Molecular recognition with biological receptors: Structure-based design of thrombin inhibitors

Molecular recognition is at the center of biological function. Consequently, a profound understanding of the underlying nonbonding interactions is required to intervene in a rational way in biological processes. Such detailed knowledge can be gained in studies with designed artificial receptors or, more directly, with biological receptors such as the enzyme thrombin. X-ray structural information on this key enzyme in the blood coagulation cascade has guided the structure-based design of a class of active and selective non-peptidic, reversibly binding low molecular weight inhibitors. These compounds feature a conformationally rigid bi- or tricyclic core structure from which side chains diverge into the four major binding pockets (distal D, proximal P, recognition or selectivity S1, and oxyanion hole) at the thrombin active site.

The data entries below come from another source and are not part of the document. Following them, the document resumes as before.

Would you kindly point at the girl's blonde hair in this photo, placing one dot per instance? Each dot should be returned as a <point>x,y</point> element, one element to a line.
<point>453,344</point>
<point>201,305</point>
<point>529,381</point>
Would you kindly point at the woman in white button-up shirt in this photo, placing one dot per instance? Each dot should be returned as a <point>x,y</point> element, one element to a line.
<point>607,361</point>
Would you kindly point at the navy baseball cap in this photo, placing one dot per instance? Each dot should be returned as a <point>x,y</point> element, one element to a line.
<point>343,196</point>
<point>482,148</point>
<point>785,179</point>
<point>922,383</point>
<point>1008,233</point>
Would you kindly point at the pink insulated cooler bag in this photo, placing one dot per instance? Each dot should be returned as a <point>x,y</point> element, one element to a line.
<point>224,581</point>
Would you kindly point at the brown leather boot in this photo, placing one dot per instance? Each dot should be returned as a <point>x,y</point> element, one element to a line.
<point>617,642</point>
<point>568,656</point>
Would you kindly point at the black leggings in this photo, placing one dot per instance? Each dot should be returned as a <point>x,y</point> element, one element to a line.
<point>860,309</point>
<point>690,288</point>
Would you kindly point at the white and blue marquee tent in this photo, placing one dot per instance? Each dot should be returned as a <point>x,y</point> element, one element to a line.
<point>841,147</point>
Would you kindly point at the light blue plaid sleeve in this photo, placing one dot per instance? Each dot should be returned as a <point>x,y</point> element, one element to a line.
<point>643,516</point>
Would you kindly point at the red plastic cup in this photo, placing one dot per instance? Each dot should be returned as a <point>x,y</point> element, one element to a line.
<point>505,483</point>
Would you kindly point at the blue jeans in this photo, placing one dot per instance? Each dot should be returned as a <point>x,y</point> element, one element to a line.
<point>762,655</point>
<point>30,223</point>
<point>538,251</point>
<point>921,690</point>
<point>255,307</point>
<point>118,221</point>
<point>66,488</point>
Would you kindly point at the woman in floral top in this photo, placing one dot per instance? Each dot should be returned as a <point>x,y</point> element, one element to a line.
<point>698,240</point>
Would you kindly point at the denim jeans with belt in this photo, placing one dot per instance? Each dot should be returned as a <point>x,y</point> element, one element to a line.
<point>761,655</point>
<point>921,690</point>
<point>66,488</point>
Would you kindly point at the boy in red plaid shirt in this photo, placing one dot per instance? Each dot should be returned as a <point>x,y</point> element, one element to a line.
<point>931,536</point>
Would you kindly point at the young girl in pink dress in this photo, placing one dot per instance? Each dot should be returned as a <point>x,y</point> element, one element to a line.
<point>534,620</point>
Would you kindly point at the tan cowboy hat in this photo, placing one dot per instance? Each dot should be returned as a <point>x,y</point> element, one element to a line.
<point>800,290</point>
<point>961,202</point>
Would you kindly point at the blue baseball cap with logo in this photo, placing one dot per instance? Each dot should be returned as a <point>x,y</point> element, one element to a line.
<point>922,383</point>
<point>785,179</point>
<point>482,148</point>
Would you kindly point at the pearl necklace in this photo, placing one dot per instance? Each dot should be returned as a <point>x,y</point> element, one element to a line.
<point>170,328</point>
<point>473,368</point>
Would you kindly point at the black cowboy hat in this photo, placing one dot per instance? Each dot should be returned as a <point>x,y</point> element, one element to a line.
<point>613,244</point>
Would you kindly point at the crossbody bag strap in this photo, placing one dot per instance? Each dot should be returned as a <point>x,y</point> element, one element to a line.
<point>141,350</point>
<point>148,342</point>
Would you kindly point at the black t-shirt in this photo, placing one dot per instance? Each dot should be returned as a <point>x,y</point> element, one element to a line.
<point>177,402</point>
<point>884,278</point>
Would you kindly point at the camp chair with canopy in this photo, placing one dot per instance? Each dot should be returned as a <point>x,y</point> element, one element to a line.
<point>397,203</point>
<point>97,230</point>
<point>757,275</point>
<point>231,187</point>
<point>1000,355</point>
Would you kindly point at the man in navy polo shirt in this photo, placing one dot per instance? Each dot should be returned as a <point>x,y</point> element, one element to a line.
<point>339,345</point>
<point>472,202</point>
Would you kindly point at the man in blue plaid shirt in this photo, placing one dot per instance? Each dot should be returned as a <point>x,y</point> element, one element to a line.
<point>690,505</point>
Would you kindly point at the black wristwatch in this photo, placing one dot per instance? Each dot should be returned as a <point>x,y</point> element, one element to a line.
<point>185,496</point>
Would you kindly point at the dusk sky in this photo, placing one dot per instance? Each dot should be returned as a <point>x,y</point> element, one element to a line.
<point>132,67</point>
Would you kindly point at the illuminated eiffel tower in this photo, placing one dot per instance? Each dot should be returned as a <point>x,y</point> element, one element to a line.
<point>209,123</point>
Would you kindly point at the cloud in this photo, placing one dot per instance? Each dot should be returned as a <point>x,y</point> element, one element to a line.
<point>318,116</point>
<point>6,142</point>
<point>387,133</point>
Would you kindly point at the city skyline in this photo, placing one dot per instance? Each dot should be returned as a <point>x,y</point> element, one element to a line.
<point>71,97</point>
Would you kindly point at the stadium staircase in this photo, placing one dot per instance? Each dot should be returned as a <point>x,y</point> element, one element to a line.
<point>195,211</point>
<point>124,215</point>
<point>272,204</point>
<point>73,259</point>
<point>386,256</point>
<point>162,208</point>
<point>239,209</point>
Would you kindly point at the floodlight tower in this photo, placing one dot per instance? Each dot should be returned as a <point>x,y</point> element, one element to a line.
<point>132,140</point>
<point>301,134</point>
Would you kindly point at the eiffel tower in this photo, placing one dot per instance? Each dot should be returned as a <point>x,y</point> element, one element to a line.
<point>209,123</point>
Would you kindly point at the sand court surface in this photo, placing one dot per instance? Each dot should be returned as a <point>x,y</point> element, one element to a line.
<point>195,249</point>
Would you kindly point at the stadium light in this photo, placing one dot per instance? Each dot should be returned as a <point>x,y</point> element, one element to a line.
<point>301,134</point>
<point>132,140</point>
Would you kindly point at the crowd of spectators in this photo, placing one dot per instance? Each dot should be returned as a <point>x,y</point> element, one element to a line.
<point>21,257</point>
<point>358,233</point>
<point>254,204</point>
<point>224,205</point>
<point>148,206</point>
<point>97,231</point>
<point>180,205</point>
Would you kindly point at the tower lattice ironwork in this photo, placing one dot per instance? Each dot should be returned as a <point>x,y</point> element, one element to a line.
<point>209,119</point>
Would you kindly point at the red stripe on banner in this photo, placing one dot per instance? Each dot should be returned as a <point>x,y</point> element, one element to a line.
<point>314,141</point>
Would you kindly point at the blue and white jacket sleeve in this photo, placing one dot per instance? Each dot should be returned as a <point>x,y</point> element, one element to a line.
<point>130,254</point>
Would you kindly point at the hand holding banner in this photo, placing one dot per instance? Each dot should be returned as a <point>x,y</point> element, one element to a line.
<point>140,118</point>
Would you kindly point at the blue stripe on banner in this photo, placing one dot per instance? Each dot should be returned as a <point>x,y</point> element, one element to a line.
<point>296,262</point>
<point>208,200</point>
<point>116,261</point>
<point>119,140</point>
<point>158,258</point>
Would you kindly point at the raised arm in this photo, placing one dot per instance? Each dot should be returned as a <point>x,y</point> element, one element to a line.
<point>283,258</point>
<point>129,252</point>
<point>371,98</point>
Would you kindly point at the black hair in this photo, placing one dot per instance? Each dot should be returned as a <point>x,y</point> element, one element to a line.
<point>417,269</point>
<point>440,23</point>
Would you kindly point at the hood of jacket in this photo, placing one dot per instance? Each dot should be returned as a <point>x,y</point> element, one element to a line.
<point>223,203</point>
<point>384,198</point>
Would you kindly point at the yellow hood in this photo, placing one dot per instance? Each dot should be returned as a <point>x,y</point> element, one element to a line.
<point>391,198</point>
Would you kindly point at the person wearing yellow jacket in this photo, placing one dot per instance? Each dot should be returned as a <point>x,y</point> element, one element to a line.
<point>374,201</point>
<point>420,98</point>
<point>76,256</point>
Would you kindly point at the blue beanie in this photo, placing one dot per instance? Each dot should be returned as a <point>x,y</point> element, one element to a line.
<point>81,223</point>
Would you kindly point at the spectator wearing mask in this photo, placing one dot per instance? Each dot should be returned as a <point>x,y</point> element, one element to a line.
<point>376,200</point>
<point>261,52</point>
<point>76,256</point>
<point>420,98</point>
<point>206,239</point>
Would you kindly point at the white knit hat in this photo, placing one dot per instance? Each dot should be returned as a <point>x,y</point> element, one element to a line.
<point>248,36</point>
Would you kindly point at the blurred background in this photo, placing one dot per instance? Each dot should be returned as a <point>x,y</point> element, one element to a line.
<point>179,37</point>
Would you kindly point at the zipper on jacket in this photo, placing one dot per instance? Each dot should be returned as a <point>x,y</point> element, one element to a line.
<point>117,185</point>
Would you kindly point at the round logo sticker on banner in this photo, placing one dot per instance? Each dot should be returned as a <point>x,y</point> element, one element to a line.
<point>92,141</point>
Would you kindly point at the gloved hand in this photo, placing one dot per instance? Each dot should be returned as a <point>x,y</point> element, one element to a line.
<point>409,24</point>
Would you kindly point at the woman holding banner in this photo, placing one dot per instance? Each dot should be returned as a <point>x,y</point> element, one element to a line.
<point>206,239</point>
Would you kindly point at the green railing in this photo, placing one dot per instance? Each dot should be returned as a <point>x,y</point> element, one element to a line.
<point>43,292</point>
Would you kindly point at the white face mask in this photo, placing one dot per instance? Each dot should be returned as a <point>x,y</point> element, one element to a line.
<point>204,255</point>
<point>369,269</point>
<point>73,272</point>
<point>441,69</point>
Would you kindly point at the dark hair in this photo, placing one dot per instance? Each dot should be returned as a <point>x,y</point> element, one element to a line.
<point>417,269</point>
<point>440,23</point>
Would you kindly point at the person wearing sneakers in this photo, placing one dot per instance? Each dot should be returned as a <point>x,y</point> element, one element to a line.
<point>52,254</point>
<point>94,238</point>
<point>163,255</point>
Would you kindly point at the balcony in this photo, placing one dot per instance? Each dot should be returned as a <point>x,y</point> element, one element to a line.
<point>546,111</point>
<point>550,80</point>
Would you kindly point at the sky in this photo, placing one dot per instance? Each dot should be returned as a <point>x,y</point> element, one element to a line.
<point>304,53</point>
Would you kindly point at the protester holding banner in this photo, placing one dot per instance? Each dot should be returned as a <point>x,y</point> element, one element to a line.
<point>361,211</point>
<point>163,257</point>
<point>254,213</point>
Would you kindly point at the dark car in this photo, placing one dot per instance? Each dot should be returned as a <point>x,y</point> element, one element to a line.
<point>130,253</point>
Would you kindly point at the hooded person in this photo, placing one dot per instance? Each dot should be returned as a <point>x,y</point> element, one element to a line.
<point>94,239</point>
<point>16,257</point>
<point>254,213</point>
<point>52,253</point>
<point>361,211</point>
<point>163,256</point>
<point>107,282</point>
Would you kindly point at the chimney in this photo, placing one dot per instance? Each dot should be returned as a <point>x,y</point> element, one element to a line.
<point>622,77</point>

With their rigid central core, all inhibitors prefer similar modes of association to thrombin, and detailed information on the strength of individual intermolecular bonding interactions and their incremental contribution to the overall free enthalpy of complexation is generated in correlative binding studies. Phenylamidinium is the side chain of choice for the S1-pocket. Attempts to replace this group with less basic functional groups, which cannot undergo bidentate ionic H-bonding to the carboxylate of Asp189 at the bottom of this pocket, were unsuccessful. The P-pocket is occupied by an isopropyl group, in analogy to the natural substrate fibrinogen, which uses the side chain of a valine residue to fill this site. The large hydrophobic D-pocket was found to accommodate one and even two aromatic residues. Attempts to direct side chains bearing H-bond acceptor groups into the oxyanion hole are described. The most active inhibitor prepared in this investigation showed a K-i value for thrombin inhibition of 9 nM and a 800-fold selectivity for binding thrombin over trypsin.